# I am NOT an Italian citizen... (ccTLD trustee services thread)



## texteditor (May 19, 2013)

...but I want a .it domain or two - specifically, I'd like myfirstnamemylastname.it

As I understand it, only Italian citizens can register .it domains, so my only option would be to find a trustee service. So far, Google has only brought me to GoDaddy, which I refuse to work with.

Anyone know of a reputable trustee service I could register a .it domain through, preferably a cheaper one (like, if it's over $40 I would probably opt for a .io instead)

Alternatively, also post tips for getting other ccTLDs like .eu for non-EU citizens, etc.


----------



## blergh (May 19, 2013)

INWX.de offers trustee-services for like 3


----------



## texteditor (May 19, 2013)

blergh said:


> INWX.de offers trustee-services for like 3


----------



## prometeus (May 19, 2013)

We went out of the .it registration business a few years ago (when the .it NIC moved to the new registrar model) so my information may not be so accurate, but you need to be in the EU to register an .it domain or as pointed out you need some proxy service...


----------



## ElliotJ (May 19, 2013)

prometeus said:


> We went out of the .it registration business a few years ago (when the .it NIC moved to the new registrar model) so my information may not be so accurate, but you need to be in the EU to register an .it domain or as pointed out you need some proxy service...


Sounds about right, it's been opened up to EU residents recently.

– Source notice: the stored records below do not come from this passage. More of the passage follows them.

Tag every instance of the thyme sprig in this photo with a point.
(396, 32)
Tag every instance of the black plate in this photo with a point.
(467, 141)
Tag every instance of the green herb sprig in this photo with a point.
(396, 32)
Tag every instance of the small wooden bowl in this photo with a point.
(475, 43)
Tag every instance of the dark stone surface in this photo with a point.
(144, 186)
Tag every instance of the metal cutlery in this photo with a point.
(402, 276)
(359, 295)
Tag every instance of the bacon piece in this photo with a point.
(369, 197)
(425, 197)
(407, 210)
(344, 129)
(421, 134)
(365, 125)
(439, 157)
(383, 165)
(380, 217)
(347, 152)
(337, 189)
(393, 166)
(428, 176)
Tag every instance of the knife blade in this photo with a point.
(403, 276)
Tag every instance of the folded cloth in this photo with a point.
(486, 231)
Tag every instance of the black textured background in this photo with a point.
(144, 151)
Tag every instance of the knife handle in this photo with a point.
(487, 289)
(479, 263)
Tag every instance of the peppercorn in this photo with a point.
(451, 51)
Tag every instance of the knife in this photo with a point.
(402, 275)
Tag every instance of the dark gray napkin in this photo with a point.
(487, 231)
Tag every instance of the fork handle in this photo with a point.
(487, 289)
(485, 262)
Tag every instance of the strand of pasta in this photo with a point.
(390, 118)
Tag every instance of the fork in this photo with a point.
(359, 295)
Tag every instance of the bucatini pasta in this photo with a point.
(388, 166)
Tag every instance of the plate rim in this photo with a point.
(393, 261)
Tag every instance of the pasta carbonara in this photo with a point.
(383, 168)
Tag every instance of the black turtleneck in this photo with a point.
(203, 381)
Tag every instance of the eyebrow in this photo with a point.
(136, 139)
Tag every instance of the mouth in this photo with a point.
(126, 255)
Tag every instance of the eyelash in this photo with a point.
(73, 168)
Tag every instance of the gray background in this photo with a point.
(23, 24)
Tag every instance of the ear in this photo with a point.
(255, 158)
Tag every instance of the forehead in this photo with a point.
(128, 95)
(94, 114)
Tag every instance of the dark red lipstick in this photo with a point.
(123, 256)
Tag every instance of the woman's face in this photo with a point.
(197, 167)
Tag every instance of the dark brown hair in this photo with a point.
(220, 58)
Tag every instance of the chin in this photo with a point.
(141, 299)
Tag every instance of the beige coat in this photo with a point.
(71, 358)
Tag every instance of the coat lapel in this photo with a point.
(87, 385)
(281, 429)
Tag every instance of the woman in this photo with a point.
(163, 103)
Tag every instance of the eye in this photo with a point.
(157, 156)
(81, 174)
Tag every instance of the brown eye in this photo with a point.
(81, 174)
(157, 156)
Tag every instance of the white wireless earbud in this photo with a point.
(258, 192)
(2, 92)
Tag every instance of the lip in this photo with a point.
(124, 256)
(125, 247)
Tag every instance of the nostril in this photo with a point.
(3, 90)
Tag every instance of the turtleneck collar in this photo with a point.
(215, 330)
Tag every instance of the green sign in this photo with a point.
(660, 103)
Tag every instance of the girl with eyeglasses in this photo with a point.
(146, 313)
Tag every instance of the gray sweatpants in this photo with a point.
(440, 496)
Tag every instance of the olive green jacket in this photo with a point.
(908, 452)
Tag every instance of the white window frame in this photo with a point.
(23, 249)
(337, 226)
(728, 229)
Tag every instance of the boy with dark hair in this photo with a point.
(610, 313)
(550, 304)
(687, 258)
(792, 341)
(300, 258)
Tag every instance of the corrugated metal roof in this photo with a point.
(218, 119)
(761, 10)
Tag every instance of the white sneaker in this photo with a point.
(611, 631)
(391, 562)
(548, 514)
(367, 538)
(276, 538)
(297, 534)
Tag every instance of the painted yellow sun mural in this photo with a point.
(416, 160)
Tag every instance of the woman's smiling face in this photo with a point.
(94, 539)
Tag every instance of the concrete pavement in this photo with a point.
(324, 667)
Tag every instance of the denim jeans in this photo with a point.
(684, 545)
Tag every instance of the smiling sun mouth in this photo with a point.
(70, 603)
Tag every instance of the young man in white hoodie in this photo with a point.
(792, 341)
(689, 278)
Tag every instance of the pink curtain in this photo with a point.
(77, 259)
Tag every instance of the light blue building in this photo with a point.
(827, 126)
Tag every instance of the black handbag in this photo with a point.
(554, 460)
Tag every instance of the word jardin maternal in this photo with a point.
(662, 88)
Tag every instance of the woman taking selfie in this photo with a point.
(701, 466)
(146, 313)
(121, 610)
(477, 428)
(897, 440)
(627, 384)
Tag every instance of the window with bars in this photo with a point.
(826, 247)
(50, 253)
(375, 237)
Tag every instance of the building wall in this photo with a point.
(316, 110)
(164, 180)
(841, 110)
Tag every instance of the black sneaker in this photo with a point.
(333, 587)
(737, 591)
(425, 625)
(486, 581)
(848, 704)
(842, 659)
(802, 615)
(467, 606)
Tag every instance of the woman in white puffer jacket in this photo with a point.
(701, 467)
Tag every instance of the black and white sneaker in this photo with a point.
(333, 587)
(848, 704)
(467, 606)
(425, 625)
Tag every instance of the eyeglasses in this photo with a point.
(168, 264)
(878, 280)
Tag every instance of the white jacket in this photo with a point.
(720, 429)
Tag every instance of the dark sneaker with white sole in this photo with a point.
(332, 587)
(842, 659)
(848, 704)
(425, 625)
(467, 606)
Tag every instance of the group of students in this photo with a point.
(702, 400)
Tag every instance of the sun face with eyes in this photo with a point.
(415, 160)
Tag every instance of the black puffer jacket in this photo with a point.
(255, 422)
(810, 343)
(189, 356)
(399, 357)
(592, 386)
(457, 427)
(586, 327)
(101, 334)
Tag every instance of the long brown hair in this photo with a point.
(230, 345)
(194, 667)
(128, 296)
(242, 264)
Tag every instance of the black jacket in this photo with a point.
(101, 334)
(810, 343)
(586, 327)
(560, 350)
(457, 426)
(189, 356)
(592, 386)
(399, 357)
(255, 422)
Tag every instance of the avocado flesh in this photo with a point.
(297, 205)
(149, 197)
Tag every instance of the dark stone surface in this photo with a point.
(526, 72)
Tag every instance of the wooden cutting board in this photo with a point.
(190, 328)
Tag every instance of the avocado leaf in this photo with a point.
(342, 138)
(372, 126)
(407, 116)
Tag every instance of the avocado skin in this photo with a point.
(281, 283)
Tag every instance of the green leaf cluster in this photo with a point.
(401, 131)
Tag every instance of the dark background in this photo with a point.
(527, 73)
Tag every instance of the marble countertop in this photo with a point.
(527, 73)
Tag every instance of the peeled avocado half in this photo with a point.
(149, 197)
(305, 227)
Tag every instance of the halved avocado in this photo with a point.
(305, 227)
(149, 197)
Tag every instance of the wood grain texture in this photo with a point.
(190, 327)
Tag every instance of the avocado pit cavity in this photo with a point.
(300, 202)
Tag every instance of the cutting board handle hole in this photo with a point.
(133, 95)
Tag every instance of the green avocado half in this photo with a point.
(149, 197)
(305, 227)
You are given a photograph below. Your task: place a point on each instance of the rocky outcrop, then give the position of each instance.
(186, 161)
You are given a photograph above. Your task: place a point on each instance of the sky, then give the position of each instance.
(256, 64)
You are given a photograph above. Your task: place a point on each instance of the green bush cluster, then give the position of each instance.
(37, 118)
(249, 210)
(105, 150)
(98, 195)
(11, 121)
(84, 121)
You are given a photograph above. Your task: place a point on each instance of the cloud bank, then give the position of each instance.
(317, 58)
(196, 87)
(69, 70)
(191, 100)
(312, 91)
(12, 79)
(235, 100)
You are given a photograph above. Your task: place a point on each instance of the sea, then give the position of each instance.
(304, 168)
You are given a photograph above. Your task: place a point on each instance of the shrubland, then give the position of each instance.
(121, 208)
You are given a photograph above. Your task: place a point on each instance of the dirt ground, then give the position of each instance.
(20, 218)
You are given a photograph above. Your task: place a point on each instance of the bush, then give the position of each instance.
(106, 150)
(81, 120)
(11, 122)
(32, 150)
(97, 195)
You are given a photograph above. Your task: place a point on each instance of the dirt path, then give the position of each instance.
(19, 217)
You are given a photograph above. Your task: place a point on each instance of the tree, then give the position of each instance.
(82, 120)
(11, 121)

Hexonet.net offers a trustee service, might be worth looking into - They also offer fairly cheap .io domain names.


----------



## marrco (May 22, 2013)

ElliotJ said:


> Hexonet.net offers a trustee service, might be worth looking into


I've used their services for a few years, they are a reliable provider. If you need to buy cheap .it domains internetbs is the best option, but i don't think they can help you with a trustee service


----------